PRESIDENT REAGAN takes it all back. His sharp words about the detractors of his budget, according to the official explanation, were intended to include only Democrats, not the Republicans. As the authorized quotation puts it, "I wasn't talking about us." In his Los Angeles speech, he hastily struck the last six words from an acerbic sentence about "the ad hoc alternatives to our economic program from both sides of the aisle."

That's a nice try, but not very persuasive. The interesting thing about this administration, at the present stage, is that its only effective opposition is centered in the Republican majority in the Senate. It started last summer when Sen. Mark Hatfield, the chairman of the Appropriations Committee, served notice that the projections for defense spending were too high. A month later, Sen. Pete Domenici, the chairman of the Budget Committee, began circulating realistic estimates of the coming deficits with the suggestion that they also were too high. More recently, Sen. Robert J. Dole, the chairman of the Finance Committee, made it clear that in his view there will have to be a tax increase whether the president likes it or not. Sen. Bob Packwood, the chairman of the Commerce Commitee, has meanwhile conveyed the impression that he is fed up with presidential anecdotes about deadbeats buying cocktail makings with their food stamps--an impression not much mitigated by his subsequent apology for speaking too publicly on the subject.

To the extent that any Democrats at all are in the conversation over basic economic policy, they are people firmly in the right wing of their own party-- Sen. Ernest F. Hollings, for example, or Rep. James R. Jones, who is in charge of the budget apparatus in the House. From time to time some of the president's partisans make another effort to prop up Tip O'Neill as a target. But as the central villain and manipulator of the budget drama, the Speaker lacks verisimilitude. And where are the libs of yesteryear? Silent as though anesthetized.

The crucial debate on the budget is now being talked out within one small segment in the range of American opinion--the segment that is known as the respectable right. It doesn't include the single- issue crowd, or the gold zealots. But the respectable right is nonetheless right, and the debate is over the competing definitions of conservatism.

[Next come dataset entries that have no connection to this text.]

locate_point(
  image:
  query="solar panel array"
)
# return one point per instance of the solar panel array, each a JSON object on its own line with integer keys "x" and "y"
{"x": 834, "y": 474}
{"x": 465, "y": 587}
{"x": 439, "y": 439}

A year ago, Mr. Reagan committed himself to a lot of highly desirable goals--faster economic growth, lower inflation, a balanced budget, a tax cut and much stronger defense. Those are all good conservative purposes, about which conservative politicians and voters feel strongly. Unfortunately, out of those five goals, it is hard to find any combination of more than two that are consistent with each other. Mr. Reagan's choice seems to be to retain the tax cut and the defense program at whatever cost elsewhere. He has now formally pitched the balanced budget overboard--by way of farewell, describing the deficit as "a necessary evil in the real world." The prospect of faster economic growth seems to have receded into the misty future, and there are beginning to be dismaying hints that the commitment to lower inflation may follow it there.

That brings Mr. Reagan into severe conflict with other well-established and well-defended strains of American economic conservatism. Like any president, he is anxious to resolve the divisions in his party. But he can't do that until the conservatives have resolved their own divisions over his budget.